Name and Place for Tuesday, 6 January 2015
Christianity is a faith filled with tension. What do I mean? Well, take for instance, predestination. God both predestines people unto faith but those people are also fully accountable for placing their faith in Jesus. Or, Jesus as King and ruler of the universe. He rules as an absolutely sovereign yet, at the same time, his rule has not yet been fully realized in this sinful and chaotic world.
This same tension occurs with the topic of prayer. One side of the pendulum can swing towards what Tim Keller calls “communion-centered prayer.” This type of prayer “emphasize[s] prayer as a means to experience God’s love and to know oneness with him. They promise a life of peace and of continual resting in God.”
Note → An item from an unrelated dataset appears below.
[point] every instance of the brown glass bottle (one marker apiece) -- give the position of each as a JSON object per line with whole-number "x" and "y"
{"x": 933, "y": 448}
The pendulum can also swing towards what Keller calls “kingdom-centered” prayer. This view sees prayer “not as inward resting but as calling on God to bring in his kingdom. Prayer is viewed as a wrestling match, often-or perhaps ordinarily–without a clear sense of God’s presence.”
The first category would be the majority of American evangelicalism with its emphasize on feeling God’s presence and discerning His will for your life within prayer. It is emotional and feeling-centric.
The second category would describe the majority of Reformed believers in their emphasis on doctrinal precision within their public and private prayers. It is doctrinal-centric.
There is a happy tension-filled middle ground. Keller explains it in the following manner:
A little reflection will show us that these two kinds of prayer are neither opposites nor even discrete categories. Adoring God is hot through with supplication. To praise God is to pray “hallowed by thy name,” to ask him to show the world his glory so that all would honor him as God. Yet just as adoration contains supplication, so seeking God’s kingdom must include prayer to know God himself. The Westminster Shorter Catechism tells us that our purpose is to “glorify God and enjoy him forever.” In this famous sentence we see reflected both kingdom-prayer and communion-prayer. Those two things–glorifying God and enjoying God–do not always coincide in this life, but in the end they must be the same thing. We may pray for the coming of God’s kingdom, but if we don’t enjoy God supremely with all our being, we are not truly honoring him as Lord.
The quotes used in this post are from Tim Keller’s latest book: Prayer: Experiencing Awe and Intimacy With God, 1-4.